On peut dire qu’actuellement les variétés locales ne sont pas menacées mais seulement concurrencées. Plusieurs régions du pays tels que Koundjourou (Batha) Doba (logone oriental), Bitkine (Guera), Massakory (chari baguirmi) ....ont conservé cette tradition. Des recherches avec des études d’inventaire et d’amélioration de ces variétés locales sont menées depuis quelques années par le Laboratoire des Recherches Vétérinaires et Zootechnique dans la région du guera à Bitkine.

3.1.5.2 Autres espèces de volailles :

L’autruche Tchadienne :
A la fois indigène et sauvage; elle se trouve à Gredaya, Massakory (chari baguirmi). Utilisée pour la viande, elle a un effectif inférieur à 100.
Son état de conservation est minime à cause du braconnage par les princes du golfe et les marchands locaux.

Canard de barbarie de karal et massakory : ( Anas boschas domestica)
Utilisé pour sa chair et ses oeufs, son effectif varie de 100 à 1000 (1994)

Dinde locale de mandélia : (Meleagris gallopavo)
Elle a été importée du Burkina faso. D’effectif inférieur à 100, elle est utilisée pour les ornements, le hobby et le sport.

Oie locale de massakory / karal et mandélia : (Anser domestica)
Ces oies descendent d’oies italiennes importées. Elles sont élevées pour la viande et les oeufs. L’effectif est très réduit (inférieur à 100).

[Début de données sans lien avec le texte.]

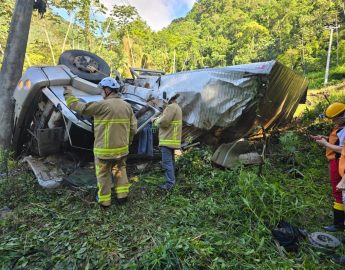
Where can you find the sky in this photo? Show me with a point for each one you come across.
(157, 13)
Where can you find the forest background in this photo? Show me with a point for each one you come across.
(213, 33)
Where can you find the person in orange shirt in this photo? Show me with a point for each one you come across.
(334, 145)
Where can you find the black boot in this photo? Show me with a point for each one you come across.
(338, 224)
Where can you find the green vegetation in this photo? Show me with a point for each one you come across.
(213, 219)
(214, 33)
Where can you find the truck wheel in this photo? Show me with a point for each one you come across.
(85, 65)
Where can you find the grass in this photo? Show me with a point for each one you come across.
(213, 219)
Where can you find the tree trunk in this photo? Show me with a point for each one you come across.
(12, 66)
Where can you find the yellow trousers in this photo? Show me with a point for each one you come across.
(104, 169)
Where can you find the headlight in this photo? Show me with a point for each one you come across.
(27, 84)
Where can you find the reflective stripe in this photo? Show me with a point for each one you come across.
(112, 121)
(70, 100)
(97, 167)
(110, 151)
(106, 136)
(172, 142)
(122, 189)
(106, 151)
(338, 206)
(102, 198)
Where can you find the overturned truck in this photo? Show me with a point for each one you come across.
(220, 105)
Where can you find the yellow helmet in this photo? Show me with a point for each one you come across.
(334, 110)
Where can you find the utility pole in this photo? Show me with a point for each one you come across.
(12, 65)
(331, 27)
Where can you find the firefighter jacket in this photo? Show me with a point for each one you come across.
(335, 138)
(170, 126)
(114, 124)
(341, 166)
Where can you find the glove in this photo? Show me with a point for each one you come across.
(67, 91)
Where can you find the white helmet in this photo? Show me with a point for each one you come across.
(109, 82)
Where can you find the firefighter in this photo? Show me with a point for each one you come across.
(333, 144)
(114, 128)
(170, 133)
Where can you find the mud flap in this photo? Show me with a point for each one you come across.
(230, 155)
(46, 170)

Perdrix locale de Grédaya et Massakory :
D’effectif compris entre 100 et 1000, l’évolution de cette population n’est pas disponible. Elle est utilisée pour sa viande très tendre estimée par les chasseurs. Des mesures de conservation doivent être prises à cause de la chasse et du changement de son biotope naturel.

Pigeons domestiques locaux : (Colomba livia domestica)
Il y a trois sortes de pigeons domestiques au Tchad. Il s’agit des pigeons de Grédaya / Massakory, karal/Massakory et ceux de Pont bélilé/N’Djaména. Leur effectif total se situe entre 300 et 3000 têtes mais avec une évolution croissante et sont utilisés pour la viande..

Pintades domestiques locales :
On distingue :

  • la pintade Amssala domestiquée à partir de la pintade indigène sauvage d’évolution croissante et utilisée pour la chair et les oeufs
  • la pintade de moulkou et bongor et la pintade locale de Pont Bélilé/N’Djaména :
    Elles sont domestiquées à partir de la pintade sauvage locale.
3.1.5.3 état de conservation :

Les espèces de volailles sont à reproduction facile. Malgré cela, des menaces très sérieuses pèsent sur elles : faible effectif, danger dû à la prédation et à la dégradation des biotopes......
Dans la liste mondiale d’alerte pour la diversité des animaux domestiques (2ème édition) les espèces domestiques Tchadiennes déclarés :

  • en situation critique :
    • autruche Tchadienne ;
    • Dinde locale de mandélia ;
    • Perdrix locale de grédaya/massakory ;
  • en danger :
    • Le canard de barbarie de karal et massakory ;
    • Les pintades Amssala, pintade de moulkou/bongor et la pintade de Pont bélilé/N’Djaména ;
    • tous les pigeons domestiques locaux.